Солнце. Нужда столкнет ее с места и научит бегать и скакать. Но, во всяком случае, надо будет приискать какого-нибудь поэта или философа, который-бы убедил Землю двигаться, а если убедить нельзя, заставил-бы её силою; потому что здесь, собственно говоря, все дело во власти философов и поэтов, для которых почти нет ничего невозможного. Да, когда-то эти поэты (в то время я был еще молод и слушал ихъ) своими сладкими песенками заставили меня, порядочного толстяка, добровольно бегать, сломя голову, вокруг какого-нибудь комочка глины, как будто это было приятной прогулкой или благородным упражнением. Но с летами я стал практичнее, обратился к философии, и смотрю теперь на вещи с точки зрения пользы, а не красоты, и все поэтические чувства, если они не касаются моего желудка, возбуждают во мне смех. Теперь я философствую, и так как не нахожу никакого разумного основания противопоставить праздной и досужей жизни жизнь деятельную, которая, по моему мнению, совсем не оплачивает затраченного на неё труда, — то и порешил предоставить труды и заботы другим, а самому жить в приятном покое. Эту перемену произвели во мне главным образом философы, которые в настоящее время сильно пошли в гору. Таким образом, чтоб заставить Землю вертеться и двигаться вместо меня, с одной стороны, было-бы выгоднее употребить в дело поэта, нежели философа, потому что поэты, воспевая прелести и надежды жизни, побуждают людей к труду и деятельности, а философы, напротив, отнимают у них охоту к этому. Но, с другой стороны, философы теперь особенно в моде, и я сомневаюсь, что Земля, в настоящее время, станет слушать какого-нибудь поэта внимательнее, чем я; потому — лучше прибегнуть к философам, хотя этот народ не отличается ни деятельностью, ни способностью возбуждать ее в других; может быть, новизна и необыкновенность случая выведет их из обычной колеи... О так, сделай вот что: отправляйся на землю или пошли туда кого нибудь из товарищей, и если встретится на улице какой-нибудь философ, наблюдающий небо и звезды (что непременно должно быть в эту странную для людей ночь), — вскинь его на плечи и доставь немедленно ко мне; я увижу, годится-ли он для нашего дела.
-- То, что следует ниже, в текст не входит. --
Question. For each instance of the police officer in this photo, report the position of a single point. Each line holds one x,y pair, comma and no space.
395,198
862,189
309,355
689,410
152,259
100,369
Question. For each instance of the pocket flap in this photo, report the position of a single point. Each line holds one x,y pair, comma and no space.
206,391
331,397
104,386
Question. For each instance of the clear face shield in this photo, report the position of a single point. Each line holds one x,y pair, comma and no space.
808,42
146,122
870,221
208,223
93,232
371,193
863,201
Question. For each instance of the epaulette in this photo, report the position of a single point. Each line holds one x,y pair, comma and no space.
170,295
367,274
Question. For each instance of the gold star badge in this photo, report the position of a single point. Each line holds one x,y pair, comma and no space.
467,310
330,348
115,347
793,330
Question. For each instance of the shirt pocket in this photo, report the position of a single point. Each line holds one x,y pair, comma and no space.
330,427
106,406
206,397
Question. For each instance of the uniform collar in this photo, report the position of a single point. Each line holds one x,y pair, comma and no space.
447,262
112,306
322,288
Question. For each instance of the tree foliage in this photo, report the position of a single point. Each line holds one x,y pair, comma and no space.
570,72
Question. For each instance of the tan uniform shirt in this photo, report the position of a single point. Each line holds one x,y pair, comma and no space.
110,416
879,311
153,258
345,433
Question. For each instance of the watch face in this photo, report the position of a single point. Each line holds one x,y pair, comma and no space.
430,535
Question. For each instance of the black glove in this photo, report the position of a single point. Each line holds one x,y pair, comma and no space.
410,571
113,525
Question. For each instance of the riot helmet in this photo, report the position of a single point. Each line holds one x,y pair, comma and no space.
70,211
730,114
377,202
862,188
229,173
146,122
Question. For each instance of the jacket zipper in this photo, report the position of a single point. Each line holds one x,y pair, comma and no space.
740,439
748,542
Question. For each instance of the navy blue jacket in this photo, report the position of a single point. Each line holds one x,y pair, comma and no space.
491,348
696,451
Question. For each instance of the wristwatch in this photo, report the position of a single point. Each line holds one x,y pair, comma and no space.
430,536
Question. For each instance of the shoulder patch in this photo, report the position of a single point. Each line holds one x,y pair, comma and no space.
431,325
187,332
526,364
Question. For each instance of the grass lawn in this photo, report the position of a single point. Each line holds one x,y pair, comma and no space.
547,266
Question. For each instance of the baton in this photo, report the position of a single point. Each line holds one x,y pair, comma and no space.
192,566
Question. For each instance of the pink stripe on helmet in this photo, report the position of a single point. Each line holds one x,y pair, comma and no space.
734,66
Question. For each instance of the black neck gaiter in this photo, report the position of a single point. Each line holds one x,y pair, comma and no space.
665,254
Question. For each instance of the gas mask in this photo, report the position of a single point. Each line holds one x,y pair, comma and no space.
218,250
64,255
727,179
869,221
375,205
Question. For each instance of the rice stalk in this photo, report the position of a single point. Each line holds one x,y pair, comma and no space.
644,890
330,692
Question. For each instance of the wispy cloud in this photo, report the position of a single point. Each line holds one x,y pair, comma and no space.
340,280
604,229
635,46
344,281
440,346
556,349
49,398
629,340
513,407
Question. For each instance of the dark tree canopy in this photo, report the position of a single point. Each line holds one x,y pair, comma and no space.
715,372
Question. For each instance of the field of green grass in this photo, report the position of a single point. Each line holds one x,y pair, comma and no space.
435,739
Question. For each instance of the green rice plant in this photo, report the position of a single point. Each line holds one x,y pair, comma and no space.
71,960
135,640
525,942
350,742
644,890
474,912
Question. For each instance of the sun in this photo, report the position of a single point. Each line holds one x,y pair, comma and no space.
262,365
Слышал?
Первый Час. Слышал, ваша светлость, и спешу исполнить приказание.
Коперник на террасе своего дома наблюдает восточную часть неба с помощью бумажной трубы: телескопы еще не были изобретены в то время.
Коперник. Непостижимая вещь! Или все часы врут, или солнце опоздало более, нежели на целый час: ни одного луча не видно на востоке, небо ясно и чисто, как зеркало; звезды блестят, как в полночь. Ну, достопочтенный Альмагеста {Альмагеста — древнейший из астрономических трактатов, написанный Клавдием Птолемеем во втором веке по P. X.
Последний Час и Коперник.
Последний Час. Коперник, я — Последний Час!
Коперник. Последний Час? Хорошо: против этого нечего сказать. Дай мне только, если можно, необходимое время, чтобы написать завещание и сделать распоряжение касательно похорон.
Последний Час. Каких похорон? Разве я Последний Час жизни?
Коперник. Да кто-же ты, наконец? Последний Час служебника, что-ли?
Последний Час. А признайся, этот час едва-ли не самый приятный для тебя, когда ты участвуешь в хоре?
Коперник. Но откуда ты узнал, что я каноник? Кто тебе сказал мое имя?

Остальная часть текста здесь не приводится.